Exporters in Canada, the US and other origins are upset with Indian importers, many of whom have reneged on contracts, the estimated quantum of which is about five lakh tonnes. In some cases, exporters have been forced to renegotiate the contract price at lower rates. Legal disputes and arbitration proceedings against defaulting Indian parties are not ruled out.

A sharp rise in prices of pulses witnessed in the early part of the year encouraged many importers to book orders several months in advance (in April-May-June) even without a clue about the crop prospects at home and abroad.

It is estimated that about 2.5 million tonnes worth of deals were struck for shipment during the last quarter of the current calendar year. Clearly, a sizeable part of the contracts were speculative in nature with unfounded hopes that price performance will benefit the import trade.

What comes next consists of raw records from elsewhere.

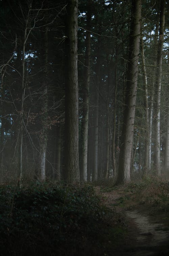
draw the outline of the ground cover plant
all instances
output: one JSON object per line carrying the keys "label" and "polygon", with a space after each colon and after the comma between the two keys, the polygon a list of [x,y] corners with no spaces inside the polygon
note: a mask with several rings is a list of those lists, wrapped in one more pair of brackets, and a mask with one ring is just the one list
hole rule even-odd
{"label": "ground cover plant", "polygon": [[1,186],[0,255],[103,255],[122,235],[114,218],[91,185]]}

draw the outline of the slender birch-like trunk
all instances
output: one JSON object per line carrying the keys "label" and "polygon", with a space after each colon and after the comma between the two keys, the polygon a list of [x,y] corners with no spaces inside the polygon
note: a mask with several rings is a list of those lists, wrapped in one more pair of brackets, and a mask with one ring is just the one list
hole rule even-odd
{"label": "slender birch-like trunk", "polygon": [[145,93],[145,105],[144,108],[145,113],[145,133],[144,154],[143,167],[143,174],[146,174],[148,171],[148,143],[149,136],[149,134],[148,118],[148,94],[147,89],[147,72],[146,72],[145,58],[144,50],[144,44],[142,37],[140,38],[140,47],[141,49],[141,57],[142,60],[142,67],[144,83],[144,89]]}
{"label": "slender birch-like trunk", "polygon": [[77,73],[78,0],[67,0],[65,50],[65,180],[79,180]]}
{"label": "slender birch-like trunk", "polygon": [[[158,35],[159,33],[159,19],[158,19],[157,23],[156,25],[155,36],[154,36],[154,55],[155,56],[157,55],[157,46],[158,41]],[[156,64],[156,59],[155,61],[154,65],[155,66]],[[154,71],[153,71],[154,72]],[[150,104],[149,107],[149,133],[148,135],[148,159],[147,163],[148,172],[149,172],[151,170],[151,140],[152,140],[152,123],[153,119],[153,109],[154,105],[154,88],[155,78],[154,76],[153,76],[152,81],[151,84],[151,93],[150,99]]]}
{"label": "slender birch-like trunk", "polygon": [[47,142],[48,130],[48,29],[46,29],[44,36],[44,49],[43,61],[45,64],[44,80],[43,82],[42,91],[43,107],[41,109],[42,130],[40,135],[40,177],[42,180],[46,178],[45,164],[46,149]]}
{"label": "slender birch-like trunk", "polygon": [[133,0],[132,5],[126,96],[117,184],[130,180],[138,76],[141,0]]}
{"label": "slender birch-like trunk", "polygon": [[161,175],[160,166],[160,107],[162,75],[162,61],[163,45],[164,33],[165,17],[165,1],[160,2],[160,14],[159,39],[159,48],[157,59],[157,67],[155,83],[155,119],[154,136],[154,168],[156,174]]}
{"label": "slender birch-like trunk", "polygon": [[82,156],[80,177],[82,181],[87,178],[88,143],[89,122],[89,83],[90,81],[90,41],[92,6],[91,0],[88,0],[87,14],[86,50],[85,65],[85,82],[83,90],[83,119],[81,130],[82,137]]}

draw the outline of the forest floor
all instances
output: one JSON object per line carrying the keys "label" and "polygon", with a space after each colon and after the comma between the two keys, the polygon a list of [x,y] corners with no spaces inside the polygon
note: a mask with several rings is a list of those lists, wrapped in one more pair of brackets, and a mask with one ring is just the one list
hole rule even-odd
{"label": "forest floor", "polygon": [[125,233],[115,244],[108,241],[105,256],[169,255],[169,191],[163,184],[95,187],[104,204],[120,216],[116,222]]}

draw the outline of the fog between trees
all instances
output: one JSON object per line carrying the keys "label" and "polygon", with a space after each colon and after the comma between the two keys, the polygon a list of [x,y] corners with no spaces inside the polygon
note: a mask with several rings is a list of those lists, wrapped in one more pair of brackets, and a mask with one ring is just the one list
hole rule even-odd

Much to the consternation of traders, after July, the market outlook underwent a dramatic change with all major origins including India — the world’s largest producer, importer and consumer of pulses — planting record acreages and harvesting record crops. This resulted in a collapse of market prices, especially export prices.

For instance, pigeon pea (tur/arhar) rates plummeted from $ 1,100 a ton early this year to around $650/tonne by August. Rates for India’s favourite, yellow pea, corrected down from $380 to $300, especially after Russia and Ukraine began to offer lower rates, undercutting Canada.

Record acreage
Meanwhile, India planted crops over a record acreage — nearly 15 million hectares — and with a fairly well-distributed South-West monsoon, a record harvest of 8.7 mt of kharif pulses resulted. No wonder domestic prices have seen a sharp downturn. After bullish expectations went awry and panic seized the Indian trade, contract default was no surprise. Defaults have upset overseas exporters.

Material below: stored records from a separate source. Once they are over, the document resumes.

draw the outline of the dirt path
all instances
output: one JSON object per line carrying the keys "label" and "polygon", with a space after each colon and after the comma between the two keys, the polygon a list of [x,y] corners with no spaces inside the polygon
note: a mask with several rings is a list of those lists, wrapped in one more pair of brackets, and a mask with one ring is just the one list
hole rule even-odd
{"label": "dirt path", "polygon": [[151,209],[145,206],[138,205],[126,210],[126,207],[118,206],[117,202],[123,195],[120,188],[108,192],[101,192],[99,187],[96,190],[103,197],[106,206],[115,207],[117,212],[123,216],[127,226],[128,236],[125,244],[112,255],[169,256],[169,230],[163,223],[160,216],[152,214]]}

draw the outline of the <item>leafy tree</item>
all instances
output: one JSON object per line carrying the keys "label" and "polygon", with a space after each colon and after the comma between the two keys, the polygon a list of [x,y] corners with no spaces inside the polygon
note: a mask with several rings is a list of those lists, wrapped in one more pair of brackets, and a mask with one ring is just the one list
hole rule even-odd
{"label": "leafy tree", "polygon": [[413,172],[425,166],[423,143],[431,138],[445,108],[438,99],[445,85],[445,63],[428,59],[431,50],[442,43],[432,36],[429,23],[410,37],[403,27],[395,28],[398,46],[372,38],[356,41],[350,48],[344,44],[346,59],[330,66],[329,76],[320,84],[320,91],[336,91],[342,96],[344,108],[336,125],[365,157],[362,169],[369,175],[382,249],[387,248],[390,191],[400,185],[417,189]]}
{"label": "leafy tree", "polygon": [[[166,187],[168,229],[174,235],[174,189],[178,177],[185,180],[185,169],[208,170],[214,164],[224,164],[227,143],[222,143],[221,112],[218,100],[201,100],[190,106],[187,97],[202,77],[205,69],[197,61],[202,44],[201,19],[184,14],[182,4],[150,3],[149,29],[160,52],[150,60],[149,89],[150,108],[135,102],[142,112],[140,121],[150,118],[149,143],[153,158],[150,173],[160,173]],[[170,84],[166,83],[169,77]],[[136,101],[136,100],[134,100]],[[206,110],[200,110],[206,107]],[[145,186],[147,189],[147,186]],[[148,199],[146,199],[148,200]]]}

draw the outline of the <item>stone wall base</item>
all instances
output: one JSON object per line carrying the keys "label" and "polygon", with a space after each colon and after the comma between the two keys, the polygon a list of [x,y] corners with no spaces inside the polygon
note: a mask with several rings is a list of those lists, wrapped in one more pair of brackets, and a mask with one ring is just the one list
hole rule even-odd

A delegation of the Global Pulse Confederation — apex body of the international pulse industry and trade — met with senior government officials in New Delhi mid-October to discuss the issue of contract default, among other issues, that affect smooth flow of goods into the country. “The delegation demanded fair and transparent trade in pulses,” said a person familiar with the development.

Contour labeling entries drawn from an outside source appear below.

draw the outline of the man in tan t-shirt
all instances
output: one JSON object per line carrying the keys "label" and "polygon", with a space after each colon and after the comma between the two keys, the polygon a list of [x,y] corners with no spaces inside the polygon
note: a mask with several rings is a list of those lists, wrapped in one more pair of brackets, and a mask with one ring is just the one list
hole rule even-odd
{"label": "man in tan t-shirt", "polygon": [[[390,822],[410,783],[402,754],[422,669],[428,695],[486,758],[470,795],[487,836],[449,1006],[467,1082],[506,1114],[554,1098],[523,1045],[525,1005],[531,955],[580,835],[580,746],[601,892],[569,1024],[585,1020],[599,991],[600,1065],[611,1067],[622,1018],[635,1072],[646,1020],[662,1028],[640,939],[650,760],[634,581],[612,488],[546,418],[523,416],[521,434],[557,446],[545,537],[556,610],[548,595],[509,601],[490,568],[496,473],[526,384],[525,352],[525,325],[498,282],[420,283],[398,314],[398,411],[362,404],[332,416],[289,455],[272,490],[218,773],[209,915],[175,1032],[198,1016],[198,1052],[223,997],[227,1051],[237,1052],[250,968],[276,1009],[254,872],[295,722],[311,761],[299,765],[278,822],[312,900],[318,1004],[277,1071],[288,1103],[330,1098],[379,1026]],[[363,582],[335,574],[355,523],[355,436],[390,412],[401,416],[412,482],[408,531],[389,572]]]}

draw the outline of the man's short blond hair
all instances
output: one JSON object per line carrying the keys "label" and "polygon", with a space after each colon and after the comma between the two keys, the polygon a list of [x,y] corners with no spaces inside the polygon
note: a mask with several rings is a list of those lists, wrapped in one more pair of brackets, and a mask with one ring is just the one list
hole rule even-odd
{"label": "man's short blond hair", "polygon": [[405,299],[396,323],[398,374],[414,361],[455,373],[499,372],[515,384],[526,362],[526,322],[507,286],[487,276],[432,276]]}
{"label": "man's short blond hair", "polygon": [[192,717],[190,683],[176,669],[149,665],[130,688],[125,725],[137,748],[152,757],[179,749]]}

It is widely believed that contract defaults and forced renegotiation of prices has sent negative signals about India to the world market and hurt the image of the trade and country at large.

Unfortunately, the government has no clue about developments in the global market and their impact on India; and the government has even less knowledge about forward contracts — often speculative in nature — entered into by Indian traders.

One way to address the issue is to make registration of import contracts mandatory. The Directorate General of Foreign Trade (DGFT) may be tasked to act as the pulse import contract registering agency. Such a registration exercise would help the government monitor the quantum of contracts entered into as well as monitor arrivals into the country.

This will facilitate proactive policy making, instead of the knee-jerk responses that we see often.

It is necessary for policymakers to learn from the ‘dal shock’ of 2015-16 so that such a crisis is prevented. The current boom in domestic production and consumer-friendly prices should not lull them into complacence.